Ein großes Netzwerk und die Kenntnis von Experten aus verschiedenen Bereichen helfen den Gründern bei der Marktrecherche und anderen Entscheidungsprozessen. Experten können bei der Befragung zu Nutzungspotenzialen und bei der Durchführung von Interviews mit dem Ziel, unterschiedliche Expertenmeinungen zu bündeln, eine große Hilfe sein. Ein gutes Netzwerk hilft insbesondere in Situationen, in denen mit begrenztem Wissen und unvollständigen und schwer zu recherchierenden Informationen, wie z. B. fehlenden Marktzahlen, gearbeitet werden muss. Neutrale Fachleute, wie z. B. Wissenschaftler oder Mitarbeiter von öffentlichen Institutionen und Organisationen, können eine wertvolle Quelle für ökonomische, technische und andere herausfordernde Fragen sein. Es ist hilfreich, diese Kontakte zu Institutionen und Personen frühzeitig aufzubauen und sich aktiv in bestimmten Social Media Plattformen, wie z. B. LinkedIn, zu engagieren. Auch die Mitgliedschaft in Branchen- und anderen Verbänden kann bei der Informationsbeschaffung hilfreich sein. Eine gute Unterstützung bei der Marktrecherche ist der Besuch von Fachmessen und passenden Tagungen und Konferenzen. Hier treffen sich Branchenvertreter und zahlreiche Experten und es besteht die Möglichkeit, aktuelle und noch nicht veröffentlichte Informationen auszutauschen.
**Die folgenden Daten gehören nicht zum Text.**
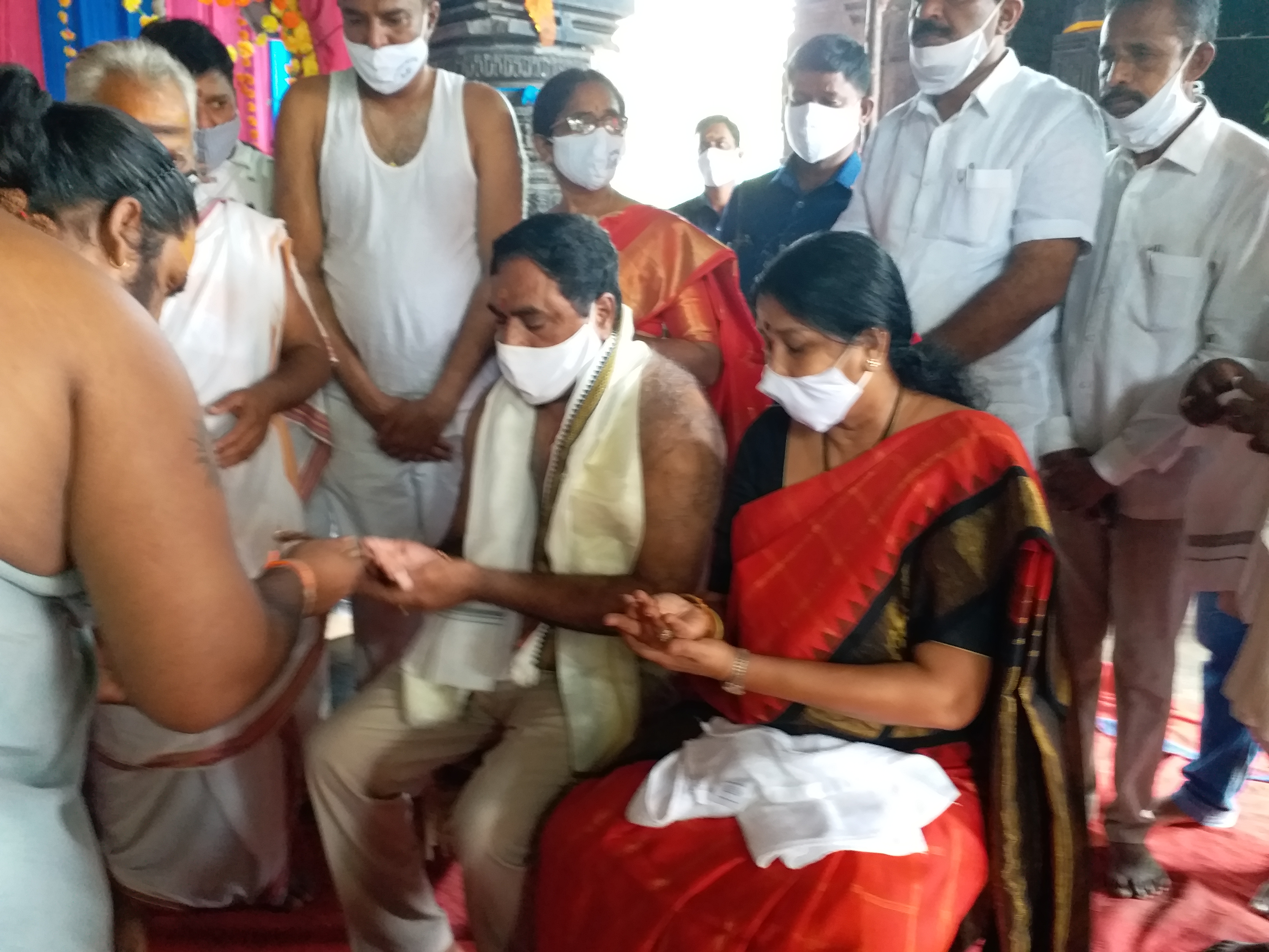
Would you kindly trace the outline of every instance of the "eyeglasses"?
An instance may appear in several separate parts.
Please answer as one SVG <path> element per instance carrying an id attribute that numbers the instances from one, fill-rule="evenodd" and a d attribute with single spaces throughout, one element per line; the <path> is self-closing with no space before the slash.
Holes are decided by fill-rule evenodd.
<path id="1" fill-rule="evenodd" d="M 598 119 L 590 113 L 576 113 L 575 116 L 562 118 L 552 127 L 552 131 L 562 136 L 589 136 L 595 129 L 607 129 L 614 136 L 624 136 L 627 122 L 624 116 L 614 116 L 612 113 L 602 116 Z"/>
Bei Bedarf an hochwertigem Expertenwissen können auch kostenintensive externe Expertennetzwerke (EENs) hinzugezogen werden. EENs sind Unternehmen, die Experten zu allen denkbaren Themen und Fragestellungen identifizieren und vermitteln. Es gibt die Möglichkeit, Einzelinterviews als auch eine höhere Anzahl von Interviews zu buchen. Ein einstündiges Interview kostet durchschnittlich zwischen 1000 und 1500 Euro. Die Preise variieren je nach Seniorität der Experten, Komplexität der Fragestellung und Anzahl der durchzuführenden Interviews. Der große Vorteil bei der Nutzung von EENs ist, dass eine sehr konkrete Einschätzung zu einer sehr spezifischen Fragestellung von hochqualifizierten Experten beantwortet wird.
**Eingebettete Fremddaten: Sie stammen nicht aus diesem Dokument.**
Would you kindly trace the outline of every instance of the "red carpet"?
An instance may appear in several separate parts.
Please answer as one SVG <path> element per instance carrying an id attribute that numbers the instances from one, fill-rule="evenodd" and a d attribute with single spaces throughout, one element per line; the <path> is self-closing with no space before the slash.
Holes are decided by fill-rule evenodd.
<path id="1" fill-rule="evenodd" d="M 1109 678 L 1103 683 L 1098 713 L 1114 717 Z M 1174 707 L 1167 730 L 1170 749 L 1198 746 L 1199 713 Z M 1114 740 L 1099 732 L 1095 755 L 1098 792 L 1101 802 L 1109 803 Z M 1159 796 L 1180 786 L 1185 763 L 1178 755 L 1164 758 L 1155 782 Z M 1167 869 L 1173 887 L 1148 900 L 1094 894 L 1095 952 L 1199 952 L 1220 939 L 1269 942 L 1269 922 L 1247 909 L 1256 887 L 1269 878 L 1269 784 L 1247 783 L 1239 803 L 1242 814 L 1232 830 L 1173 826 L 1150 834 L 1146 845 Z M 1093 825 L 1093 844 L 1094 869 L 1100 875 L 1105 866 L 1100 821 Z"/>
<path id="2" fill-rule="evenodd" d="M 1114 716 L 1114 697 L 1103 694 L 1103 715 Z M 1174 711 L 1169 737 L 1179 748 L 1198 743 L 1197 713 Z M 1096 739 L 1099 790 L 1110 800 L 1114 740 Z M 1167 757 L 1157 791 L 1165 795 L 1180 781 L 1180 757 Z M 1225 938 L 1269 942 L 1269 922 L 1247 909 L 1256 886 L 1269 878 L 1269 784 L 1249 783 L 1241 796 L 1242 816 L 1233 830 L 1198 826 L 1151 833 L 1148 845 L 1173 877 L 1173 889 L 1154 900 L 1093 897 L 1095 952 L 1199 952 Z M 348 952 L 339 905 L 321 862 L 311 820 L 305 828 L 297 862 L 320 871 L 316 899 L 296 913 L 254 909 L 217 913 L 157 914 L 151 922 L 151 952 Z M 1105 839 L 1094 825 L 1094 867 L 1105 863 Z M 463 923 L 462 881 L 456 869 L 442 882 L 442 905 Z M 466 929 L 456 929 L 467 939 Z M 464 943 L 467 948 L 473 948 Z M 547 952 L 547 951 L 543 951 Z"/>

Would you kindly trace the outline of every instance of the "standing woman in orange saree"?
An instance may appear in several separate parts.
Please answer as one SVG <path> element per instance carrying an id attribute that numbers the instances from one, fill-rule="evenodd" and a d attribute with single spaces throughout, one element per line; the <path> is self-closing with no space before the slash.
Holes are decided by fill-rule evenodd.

Quellen: Verbände, LinkedIn, Messen, Tagungen, Konferenzen, EEN (AlphaSights, Capvision, GLG etc.)

4 Fazit

Es wird deutlich, dass für Unternehmensgründer ein solides Marktverständnis und damit die Marktrecherche einen wichtigen Beitrag zum Unternehmenserfolg leisten kann. Der Prozess der Marktrecherche weist eine gewisse Komplexität auf, weshalb eine entsprechende Hilfestellung bei der Marktrecherche notwendig ist, wie im Leitfaden zur Marktrecherche ausgeführt. Marktrecherchen sollten sich am Geschäftsmodell des Gründungsvorhabens orientieren und regelmäßig wiederholt werden. Entscheidungen sollten nicht aufgrund von Unsicherheit und Unzuverlässigkeit von Informationen und Informationsquellen getroffen werden. Diese Aufgabe erfordert nicht nur Branchenkenntnisse des jeweiligen Marktes, sondern auch Kompetenzen in den korrespondierenden Bereichen Informationsbedarf und Informationsbeschaffung sowie in der Auswahl, Einschätzung und Bewertung der Seriosität von Quellen. Es ist ratsam, Informationen aus mehreren Quellen zu beziehen und über ein breites Netzwerk an Kontakten zu verfügen. Für die Marktrecherche ist nicht nur die Vielfalt der Quellen wichtig, sondern auch die Konsistenz der Daten und die richtige Analyse der Daten. Unterschiedliche Quellen erfordern unterschiedliche Recherchetechniken, Kommunikationsfähigkeiten und Know-how. Gründer müssen bereit sein, nicht nur in die Produktentwicklung, sondern auch in die Marktforschung zu investieren. Dazu gehört auch die Bereitschaft, kostenpflichtige Informationsquellen zu lizenzieren oder zu erwerben. Grundsätzlich ist es sinnvoll, als Gründer selbst Marktrecherchen durchzuführen, um die eigene Informationskompetenz und Quellenkenntnis zu erweitern. Es kann jedoch Situationen geben, in denen es wirtschaftlicher und effizienter ist, auf Informationsspezialisten wie Patentrechercheure zurückzugreifen, die ihre Dienstleistungen auf freiberuflicher Basis anbieten.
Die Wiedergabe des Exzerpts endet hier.